In conversation with a number of campers recently over the closure of various sites in the Algarve, the Resident made some ‘good contacts’ who saw this restriction coming and are currently on the last leg of their journeys homeward.
Said Margaret Emson – who had been staying in a campsite in Tavira – this morning: “We are currently on the road heading for the Eurotunnel. There are still about 40 motorhomes in the Tavira site, including French, British, Swedish, Finnish and Swiss. I do not know what they will do…”.


----------



## QFour (Mar 29, 2020)

Interesting development. Looks like they don't want anyone wandering about. Cannot imagine what it will be like being in a caravan for weeks on end.


----------



## trevskoda (Mar 29, 2020)

I wish someone would close facebook market place,folk are still wander around buying all sorts of things,hope the police get them,we have no removed all goods which were on sale.


----------



## Nabsim (Mar 29, 2020)

trevskoda said:


> I wish someone would close facebook market place,folk are still wander around buying all sorts of things,hope the police get them,we have no removed all goods which were on sale.

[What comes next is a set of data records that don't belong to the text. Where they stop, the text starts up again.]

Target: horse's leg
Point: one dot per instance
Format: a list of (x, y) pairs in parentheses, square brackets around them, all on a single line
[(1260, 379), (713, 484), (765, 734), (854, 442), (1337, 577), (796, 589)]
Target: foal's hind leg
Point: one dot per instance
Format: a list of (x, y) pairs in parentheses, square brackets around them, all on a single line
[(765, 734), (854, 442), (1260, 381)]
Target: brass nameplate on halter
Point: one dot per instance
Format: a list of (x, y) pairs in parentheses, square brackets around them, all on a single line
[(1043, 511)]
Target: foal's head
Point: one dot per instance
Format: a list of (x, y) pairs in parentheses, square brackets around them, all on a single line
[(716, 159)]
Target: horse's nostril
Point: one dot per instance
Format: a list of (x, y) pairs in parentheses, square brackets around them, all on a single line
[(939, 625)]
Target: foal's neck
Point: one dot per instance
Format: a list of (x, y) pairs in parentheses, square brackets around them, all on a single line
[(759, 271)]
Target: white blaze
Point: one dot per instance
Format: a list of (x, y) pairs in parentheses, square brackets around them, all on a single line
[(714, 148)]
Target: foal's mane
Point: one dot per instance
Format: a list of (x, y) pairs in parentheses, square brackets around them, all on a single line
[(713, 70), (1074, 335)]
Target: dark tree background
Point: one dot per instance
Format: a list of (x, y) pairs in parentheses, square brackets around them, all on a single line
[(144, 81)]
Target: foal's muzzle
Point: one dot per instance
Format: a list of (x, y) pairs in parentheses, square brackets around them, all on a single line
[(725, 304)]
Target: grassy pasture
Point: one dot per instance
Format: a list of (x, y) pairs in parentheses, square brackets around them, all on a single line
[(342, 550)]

Yeah me too, I have some stuff on there that folks are asking about. May just take them off


----------



## REC (Mar 29, 2020)

This is part of the state of emergency declared recently. The campsite closures, I think, were to be from 26/3/20. I can't find anything on either the government websites for Spain or Portugal, regarding a quarantine period for people transiting through Spain from Portugal, and would be surprised if one was going direct to pass through France to tunnel, that they would not insist on self isolation but would they stop the vans for that two weeks? Waiting to find a better source of information. Maybe those on the forum who are travelling back in the next week, can keep us informed.


----------



## yorkieowl (Mar 29, 2020)

Nabsim said:


> Yeah me too, I have some stuff on there that folks are asking about. May just take them off


I can't be ar*ed having to redo the adverts, but just tell anyone who enquires that the items are not for sale at present. Maybe they get the message to stay home then too if they see other folk taking it seriously.


----------